COMUNICATO – «Inizia così – annuncia azione Futurista 2007 – per noi futuristi un nuovo millennio, una nuova adesione alle evolute tecniche e ai nuovi mezzi espressivi, interpretando un rinnovamento totale». Il finale del volantino ha gli stessi toni retorici «Dare forza alla lotta contro gli scialacquamenti del regime, il precariato, l’usura, il mercimonio della bellezza, la falsità della legge, la provvisorietà della vita dei lavoratori, l’incertezza del domani e per la libertà dei popoli». Sull’altro lato lo slogan «Una macchia di colore vi tumulera». Ed ancora un cenno al precariato: «Noi precari, disoccupati, anziani, malati, studenti, lavoratori, stiamo arrivando con il vermiglio per colorare il vostro grigiore». E infine l’attacco alla Festa del Cinema. «Ancora la festa del Cinema viene sintetizzata in 15 milioni di euro scialacquati, 2,5 milioni di euro solo per pagare il conto degli alberghi, e la chiamano festa». Infine uno sberleffo al cinema di Roma: «Quattro cortigiane, una vecchia gallinaccia e un puffo – è scritto nel volantino – questo è il Cinema di Roma».

VELTRONI – «Quanto accaduto alla fontana di Trevi è stato davvero molto grave. È un’offesa a Roma, per fortuna senza gravi conseguenze». Il sindaco di Roma, Walter Veltroni, commenta così l’atto vandalico. «C’è gente che non perde occasione- conclude il primo cittadino- per dimostrare di voler male alla città».

RUTELLI – Anche il vicepresidente del Consiglio e ministro per i Beni e le Attività Culturali Francesco Rutelli ha espresso la sua «indignazione e preoccupazione per il gesto intollerabile e irresponsabile di vandalismo alla Fontana di Trevi». «Se fosse già in vigore la legge da me presentata contro il vandalismo, contro i furti d’arte e i danni al paesaggio – ha sottolineato il ministro Rutelli – avremmo strumenti molto più severi nei confronti di questi delinquenti.

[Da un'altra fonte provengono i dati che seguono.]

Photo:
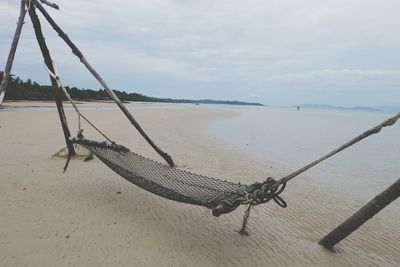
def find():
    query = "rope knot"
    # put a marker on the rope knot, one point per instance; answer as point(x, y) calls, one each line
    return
point(263, 193)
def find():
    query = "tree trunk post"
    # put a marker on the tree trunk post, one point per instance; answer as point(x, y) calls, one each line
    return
point(49, 63)
point(361, 216)
point(11, 54)
point(109, 91)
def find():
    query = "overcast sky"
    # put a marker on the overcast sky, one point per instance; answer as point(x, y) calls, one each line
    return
point(277, 52)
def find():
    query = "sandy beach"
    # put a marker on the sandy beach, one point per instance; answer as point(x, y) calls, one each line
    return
point(90, 216)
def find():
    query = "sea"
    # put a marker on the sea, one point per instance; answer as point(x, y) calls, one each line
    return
point(283, 140)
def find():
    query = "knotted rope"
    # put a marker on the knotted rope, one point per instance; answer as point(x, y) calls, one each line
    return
point(263, 193)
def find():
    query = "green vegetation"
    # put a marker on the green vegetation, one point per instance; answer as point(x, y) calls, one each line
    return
point(19, 89)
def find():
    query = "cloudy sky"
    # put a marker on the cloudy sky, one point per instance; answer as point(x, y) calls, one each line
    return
point(278, 52)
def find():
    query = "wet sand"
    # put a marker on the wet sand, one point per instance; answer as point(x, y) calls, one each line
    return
point(91, 216)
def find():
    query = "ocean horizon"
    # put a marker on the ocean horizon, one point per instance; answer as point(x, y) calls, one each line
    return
point(283, 140)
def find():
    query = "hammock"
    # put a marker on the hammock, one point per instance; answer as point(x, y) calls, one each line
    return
point(179, 185)
point(165, 181)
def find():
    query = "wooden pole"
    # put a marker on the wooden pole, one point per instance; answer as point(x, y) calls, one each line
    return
point(78, 53)
point(11, 54)
point(49, 63)
point(361, 216)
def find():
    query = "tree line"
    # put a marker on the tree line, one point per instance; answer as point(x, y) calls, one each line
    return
point(19, 89)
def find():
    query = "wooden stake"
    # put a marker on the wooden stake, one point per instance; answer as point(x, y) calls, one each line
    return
point(361, 216)
point(49, 63)
point(110, 92)
point(11, 54)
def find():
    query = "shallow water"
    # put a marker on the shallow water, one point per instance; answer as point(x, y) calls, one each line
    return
point(283, 140)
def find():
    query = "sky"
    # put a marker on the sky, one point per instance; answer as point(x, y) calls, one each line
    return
point(276, 52)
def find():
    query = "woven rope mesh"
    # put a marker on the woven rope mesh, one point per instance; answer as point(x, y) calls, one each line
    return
point(171, 183)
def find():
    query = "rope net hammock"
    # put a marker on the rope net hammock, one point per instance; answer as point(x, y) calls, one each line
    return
point(165, 181)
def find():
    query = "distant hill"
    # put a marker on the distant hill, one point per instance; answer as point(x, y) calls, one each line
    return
point(19, 89)
point(359, 108)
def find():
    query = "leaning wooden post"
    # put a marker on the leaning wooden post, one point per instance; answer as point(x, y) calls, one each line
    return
point(49, 63)
point(11, 54)
point(109, 91)
point(361, 216)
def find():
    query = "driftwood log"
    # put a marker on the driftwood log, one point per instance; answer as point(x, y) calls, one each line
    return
point(361, 216)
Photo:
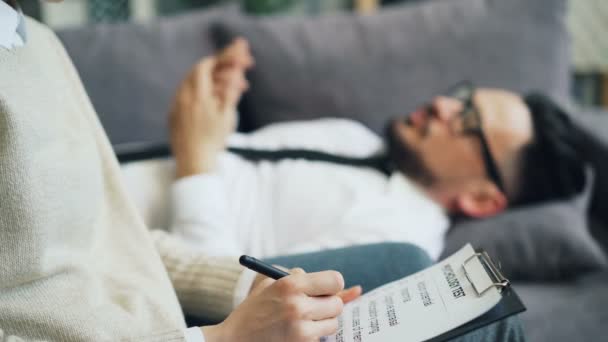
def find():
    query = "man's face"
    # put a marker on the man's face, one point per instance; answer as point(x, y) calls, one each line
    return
point(434, 151)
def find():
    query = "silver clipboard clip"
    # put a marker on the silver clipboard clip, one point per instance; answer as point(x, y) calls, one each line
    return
point(498, 279)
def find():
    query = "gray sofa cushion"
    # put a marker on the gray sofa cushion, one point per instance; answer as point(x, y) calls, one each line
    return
point(375, 67)
point(549, 241)
point(566, 311)
point(131, 71)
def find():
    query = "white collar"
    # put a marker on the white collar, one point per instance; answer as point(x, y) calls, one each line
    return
point(12, 27)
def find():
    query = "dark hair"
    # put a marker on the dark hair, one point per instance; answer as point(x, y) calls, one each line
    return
point(551, 166)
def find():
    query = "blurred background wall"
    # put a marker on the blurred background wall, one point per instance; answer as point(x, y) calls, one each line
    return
point(588, 21)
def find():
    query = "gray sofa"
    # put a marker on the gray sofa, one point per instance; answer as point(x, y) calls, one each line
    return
point(310, 67)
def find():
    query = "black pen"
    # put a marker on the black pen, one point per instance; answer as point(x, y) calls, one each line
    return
point(262, 267)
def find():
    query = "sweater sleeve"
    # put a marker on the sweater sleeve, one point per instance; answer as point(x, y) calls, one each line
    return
point(205, 286)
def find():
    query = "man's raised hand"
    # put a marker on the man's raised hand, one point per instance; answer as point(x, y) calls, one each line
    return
point(203, 114)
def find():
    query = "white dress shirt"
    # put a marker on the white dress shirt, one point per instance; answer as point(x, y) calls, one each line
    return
point(295, 206)
point(13, 35)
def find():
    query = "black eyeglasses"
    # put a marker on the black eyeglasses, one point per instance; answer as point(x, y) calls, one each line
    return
point(469, 123)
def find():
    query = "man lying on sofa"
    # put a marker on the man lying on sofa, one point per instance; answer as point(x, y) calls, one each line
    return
point(76, 262)
point(471, 152)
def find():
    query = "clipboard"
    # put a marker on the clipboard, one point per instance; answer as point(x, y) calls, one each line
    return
point(509, 305)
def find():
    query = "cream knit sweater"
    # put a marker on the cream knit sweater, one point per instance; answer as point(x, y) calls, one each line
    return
point(76, 262)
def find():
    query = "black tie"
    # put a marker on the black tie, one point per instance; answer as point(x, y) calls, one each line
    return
point(133, 152)
point(378, 162)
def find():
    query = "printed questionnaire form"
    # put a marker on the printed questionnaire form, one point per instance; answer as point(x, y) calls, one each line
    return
point(421, 306)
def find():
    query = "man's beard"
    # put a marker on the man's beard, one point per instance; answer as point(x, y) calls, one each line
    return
point(404, 158)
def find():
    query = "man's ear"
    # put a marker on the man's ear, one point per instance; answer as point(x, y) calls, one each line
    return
point(482, 200)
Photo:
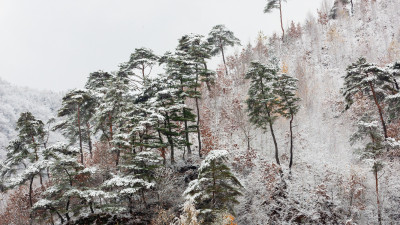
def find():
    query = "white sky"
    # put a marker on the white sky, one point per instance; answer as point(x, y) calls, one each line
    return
point(55, 44)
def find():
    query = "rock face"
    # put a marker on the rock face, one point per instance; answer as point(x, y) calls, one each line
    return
point(14, 100)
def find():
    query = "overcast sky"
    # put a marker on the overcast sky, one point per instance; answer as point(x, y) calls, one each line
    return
point(55, 44)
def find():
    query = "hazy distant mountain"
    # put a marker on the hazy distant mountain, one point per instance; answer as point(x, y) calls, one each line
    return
point(14, 100)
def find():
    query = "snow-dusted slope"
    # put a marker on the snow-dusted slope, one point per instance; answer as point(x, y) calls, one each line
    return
point(324, 161)
point(14, 100)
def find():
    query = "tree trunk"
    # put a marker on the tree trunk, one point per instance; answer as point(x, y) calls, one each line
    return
point(291, 142)
point(377, 196)
point(66, 209)
point(30, 191)
point(274, 139)
point(352, 7)
point(89, 139)
point(110, 120)
point(379, 109)
point(91, 207)
point(207, 77)
point(187, 135)
point(162, 143)
point(223, 59)
point(37, 158)
point(280, 11)
point(117, 160)
point(396, 84)
point(170, 141)
point(80, 135)
point(198, 117)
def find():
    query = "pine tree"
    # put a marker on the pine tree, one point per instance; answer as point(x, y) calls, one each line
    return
point(263, 102)
point(286, 87)
point(220, 38)
point(216, 188)
point(114, 106)
point(65, 185)
point(77, 108)
point(363, 78)
point(141, 59)
point(167, 102)
point(181, 70)
point(194, 49)
point(135, 178)
point(275, 4)
point(368, 129)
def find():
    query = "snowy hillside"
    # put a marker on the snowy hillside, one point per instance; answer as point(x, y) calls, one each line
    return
point(301, 127)
point(14, 100)
point(317, 54)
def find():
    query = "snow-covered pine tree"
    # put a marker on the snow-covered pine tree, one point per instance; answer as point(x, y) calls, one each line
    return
point(367, 79)
point(167, 105)
point(141, 59)
point(285, 87)
point(195, 49)
point(113, 108)
point(97, 85)
point(369, 129)
point(77, 108)
point(275, 4)
point(133, 180)
point(216, 188)
point(220, 38)
point(65, 187)
point(263, 102)
point(181, 70)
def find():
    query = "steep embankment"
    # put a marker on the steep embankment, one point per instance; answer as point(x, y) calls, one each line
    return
point(325, 165)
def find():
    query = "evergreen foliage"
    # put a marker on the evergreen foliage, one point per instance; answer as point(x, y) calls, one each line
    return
point(216, 188)
point(220, 38)
point(263, 102)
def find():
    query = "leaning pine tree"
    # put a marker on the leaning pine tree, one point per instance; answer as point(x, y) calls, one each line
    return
point(369, 129)
point(216, 188)
point(220, 38)
point(263, 103)
point(286, 87)
point(367, 79)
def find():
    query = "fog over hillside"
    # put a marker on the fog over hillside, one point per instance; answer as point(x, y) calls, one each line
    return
point(299, 127)
point(15, 100)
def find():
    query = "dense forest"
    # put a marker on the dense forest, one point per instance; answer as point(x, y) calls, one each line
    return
point(300, 127)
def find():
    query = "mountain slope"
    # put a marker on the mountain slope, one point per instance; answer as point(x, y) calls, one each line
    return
point(14, 100)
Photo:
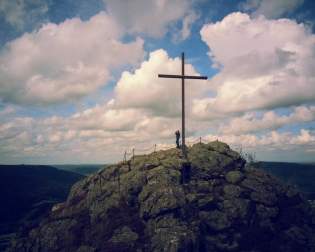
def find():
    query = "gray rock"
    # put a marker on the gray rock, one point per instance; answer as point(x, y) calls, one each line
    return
point(146, 205)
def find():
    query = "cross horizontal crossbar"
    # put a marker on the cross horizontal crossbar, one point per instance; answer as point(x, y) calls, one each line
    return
point(181, 76)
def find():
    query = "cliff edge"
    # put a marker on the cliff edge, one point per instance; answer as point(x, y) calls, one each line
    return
point(160, 202)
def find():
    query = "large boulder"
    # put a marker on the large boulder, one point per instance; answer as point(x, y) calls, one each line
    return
point(210, 201)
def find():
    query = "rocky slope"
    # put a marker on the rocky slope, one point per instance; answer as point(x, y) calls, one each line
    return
point(160, 202)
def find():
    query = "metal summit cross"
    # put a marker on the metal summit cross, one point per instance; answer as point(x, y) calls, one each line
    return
point(183, 77)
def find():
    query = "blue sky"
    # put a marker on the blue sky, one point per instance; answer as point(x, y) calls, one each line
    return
point(78, 78)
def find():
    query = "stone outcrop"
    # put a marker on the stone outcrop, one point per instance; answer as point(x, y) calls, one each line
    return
point(160, 202)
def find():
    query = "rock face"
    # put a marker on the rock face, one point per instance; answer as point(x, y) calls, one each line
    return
point(161, 202)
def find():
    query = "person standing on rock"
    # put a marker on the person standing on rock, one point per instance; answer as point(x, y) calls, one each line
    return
point(177, 134)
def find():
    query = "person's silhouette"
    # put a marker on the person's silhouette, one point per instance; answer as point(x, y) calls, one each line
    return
point(177, 134)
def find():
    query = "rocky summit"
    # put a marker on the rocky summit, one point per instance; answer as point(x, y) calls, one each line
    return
point(211, 201)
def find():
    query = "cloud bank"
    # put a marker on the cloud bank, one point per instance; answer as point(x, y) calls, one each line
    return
point(64, 62)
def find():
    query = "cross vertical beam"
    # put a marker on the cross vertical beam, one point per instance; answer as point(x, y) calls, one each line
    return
point(183, 77)
point(183, 105)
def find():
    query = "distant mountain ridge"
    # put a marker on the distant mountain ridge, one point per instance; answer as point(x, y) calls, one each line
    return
point(211, 201)
point(301, 175)
point(83, 169)
point(27, 192)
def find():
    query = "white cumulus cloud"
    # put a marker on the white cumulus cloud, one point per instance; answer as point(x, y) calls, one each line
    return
point(152, 17)
point(264, 64)
point(64, 62)
point(268, 121)
point(271, 8)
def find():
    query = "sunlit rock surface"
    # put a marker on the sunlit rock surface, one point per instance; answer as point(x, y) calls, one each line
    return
point(152, 203)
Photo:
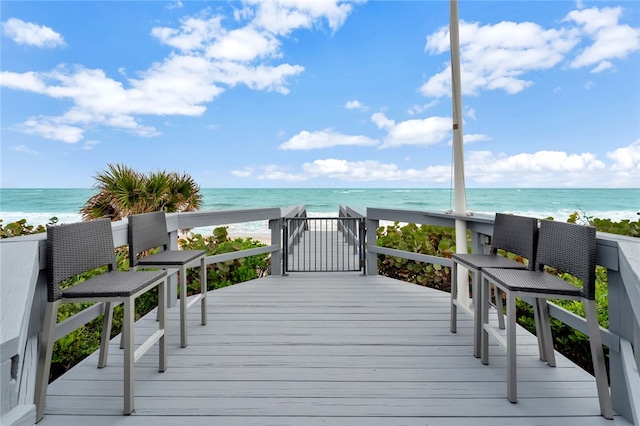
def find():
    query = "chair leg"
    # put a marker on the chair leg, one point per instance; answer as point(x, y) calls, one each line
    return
point(162, 325)
point(44, 357)
point(485, 297)
point(203, 290)
point(512, 380)
point(540, 330)
point(454, 292)
point(545, 330)
point(597, 355)
point(107, 322)
point(499, 307)
point(128, 338)
point(183, 307)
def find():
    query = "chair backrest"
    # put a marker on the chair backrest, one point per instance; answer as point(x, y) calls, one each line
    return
point(516, 234)
point(146, 231)
point(570, 248)
point(76, 248)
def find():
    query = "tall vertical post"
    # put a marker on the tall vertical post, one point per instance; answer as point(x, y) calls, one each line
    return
point(458, 150)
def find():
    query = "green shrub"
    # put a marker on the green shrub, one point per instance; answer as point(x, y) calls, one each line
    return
point(439, 241)
point(424, 239)
point(229, 272)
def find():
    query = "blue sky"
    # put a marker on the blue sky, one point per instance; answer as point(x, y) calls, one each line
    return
point(295, 93)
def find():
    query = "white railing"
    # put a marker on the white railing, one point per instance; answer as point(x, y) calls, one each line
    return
point(619, 254)
point(23, 285)
point(24, 295)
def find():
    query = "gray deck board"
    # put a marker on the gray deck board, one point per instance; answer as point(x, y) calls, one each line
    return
point(325, 349)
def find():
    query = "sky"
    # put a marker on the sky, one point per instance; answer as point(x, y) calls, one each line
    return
point(323, 94)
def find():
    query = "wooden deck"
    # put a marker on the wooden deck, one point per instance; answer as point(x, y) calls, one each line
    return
point(326, 349)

Purtroppo – ha aggiunto – la lentocrazia domina il nostro Parlamento e, nonostante l’impegno del presidente Pisicchio, il ddl dorme in Commissione Giustizia e, sebbene sia stato ben 5 volte inserito all’ordine del giorno, la Commissione non ha ancora iniziato l’esame del testo e degli eventuali emendamenti».

FIAMMA TRICOLORE – Ma c’è chi giudica in maniera diversa il gesto vandalico. «Non siamo stati noi ma guardiamo con simpatia a questa iniziativa perchè vuol dire che l’idea futurista è vincente». Il segretario romano della Fiamma Tricolore Giuliano Castellino sgombera subito il campo da responsabilità del suo partito, che aggrega un «Circolo Futurista» tra le sue realtà territoriali a Roma nel quartiere periferico Casal Bertone. La sigla in calce al volantino Ftm Azione Futurista 2007 «non ci appartiene – ha aggiunto Castellino – ma quel gesto lo apprezziamo perchè il movimento di Marinetti, che a 90 anni andò a combattere in Russia, sta rifacendo strada».